Canada is divided in two provinces (Upper and Lower Canada) and extends almost 200 miles. To preserve and defend the possession of this part of America, the English do not have more than 6,000 men in the current circumstances, several battalions having been sent this spring to the Islands. These troops are divided between Quebec (the capital) Île-aux-noix, the Lake Champlain, St-Jean, Chambly, Detroit, Gaspé and MisshilimaKinac. The government persuaded of the insufficiency of these troops to keep Canada, has had several battalions of militia raised since the declaration of war of France against England. But it would be quite a weak barrier to oppose in case of invasion; because in addition to the jealousy which reigns between the militiamen and their officers who are all dandies, it is notorious that the Canadiens are not interested in leaving their occupations to defend posts which only the King, they say, may find beneficial to preserve. And the government is so wary of the insurrectionary spirit that it did not yet give weapons to the militiamen, keeping them for just in time distribution.

The Canadiens owe to the French Republic the constitution a little less arbitrary than their first, which was granted to them in 1791[1]. In both provinces of Canada, there is a Lower House, a hereditary senate and a lieutenant governor holding a nice veto: and it is this hermaphrodite body which is responsible to make the laws. In the province of Lower Canada, the oldest and the most populated, the Lower House is almost all made up of Canadiens and one counts in it 3 French born who are true republicans. It is with delight that last winter I saw this room, in opposition with the government, order that the ruling language would be the French language, being that of the majority. Notwithstanding the strong veto opposed by the government, the house held on and appealed to the Parliament of England on this stupid veto. What will be the outcome? ... Nobody knows.[2] But it is easy to suppose that if the veto is not lift up, the Canadiens will have no loathing in shaking up the yoke of their stupefied tyrant.

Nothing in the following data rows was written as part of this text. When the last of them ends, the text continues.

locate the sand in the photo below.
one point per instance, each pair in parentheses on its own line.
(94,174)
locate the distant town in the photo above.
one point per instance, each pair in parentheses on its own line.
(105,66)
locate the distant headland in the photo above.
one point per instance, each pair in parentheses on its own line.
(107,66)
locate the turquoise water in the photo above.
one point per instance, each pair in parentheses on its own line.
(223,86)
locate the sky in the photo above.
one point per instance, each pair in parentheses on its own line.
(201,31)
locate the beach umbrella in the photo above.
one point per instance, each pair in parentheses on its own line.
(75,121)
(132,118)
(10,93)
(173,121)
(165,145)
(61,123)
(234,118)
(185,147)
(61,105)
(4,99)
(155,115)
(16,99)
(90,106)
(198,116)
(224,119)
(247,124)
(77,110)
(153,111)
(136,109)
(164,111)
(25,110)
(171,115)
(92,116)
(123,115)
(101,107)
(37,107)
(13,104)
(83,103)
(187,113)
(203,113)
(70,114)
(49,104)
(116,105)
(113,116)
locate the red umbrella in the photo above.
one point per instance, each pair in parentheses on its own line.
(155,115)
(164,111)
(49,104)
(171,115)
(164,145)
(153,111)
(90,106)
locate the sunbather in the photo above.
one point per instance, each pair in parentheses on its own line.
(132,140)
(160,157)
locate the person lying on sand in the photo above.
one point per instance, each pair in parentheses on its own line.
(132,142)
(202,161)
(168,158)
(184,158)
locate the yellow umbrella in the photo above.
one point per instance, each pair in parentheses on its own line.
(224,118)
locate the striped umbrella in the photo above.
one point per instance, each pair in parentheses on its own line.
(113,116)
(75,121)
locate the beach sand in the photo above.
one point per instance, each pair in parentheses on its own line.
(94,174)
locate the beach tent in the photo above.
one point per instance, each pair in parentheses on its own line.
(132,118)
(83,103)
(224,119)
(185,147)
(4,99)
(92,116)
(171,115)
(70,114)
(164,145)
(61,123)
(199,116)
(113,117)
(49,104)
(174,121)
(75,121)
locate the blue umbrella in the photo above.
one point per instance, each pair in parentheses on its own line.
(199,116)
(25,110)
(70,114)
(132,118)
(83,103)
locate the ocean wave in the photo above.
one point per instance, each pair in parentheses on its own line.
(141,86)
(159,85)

Independently of this reason which would induce me to have good hopes for the Canadiens, there is in an infinity of other reasons which derive from the oppressive way in which they were treated of all time by the wicked English government. The first year after the cession, one saw men, fathers, citizens of good consideration immediately hung, without any form of lawsuit, under the simple suspicion of non-royalism and the blood of these unfortunate victims which still runs in some Canadiens, ask for revenge. Peasants were arrested and inhumanly whipped, for the sole crime of not having been able to clear their cars, collapsed in the snow under an enormous load, out of the way to give passage to an English officer walking a prostitute. House owners who strongly held on to their property because in it they had received the last embrace of their expiring fathers, were driven out of them by the infamous Haldimand, without any sort of allowance and saw their properties be used for the ornament of the avenues of the this imperious man's castle. Fifteen days drudgeries made the craftsman lose the means of providing for the daily needs of a family. We saw the English in possession of all the lucrative charges while we hardly granted honorary ones to the Canadiens. Finally in addition to thousand other local circumstances, the Canadiens see, with the greatest disposition to revenge, their ports closed down to all the nations, except England and their trades of fur and grain monopolized by this cruel mother who fixes at her will the price of these goods and forces Canada to receive her goods and her food in return.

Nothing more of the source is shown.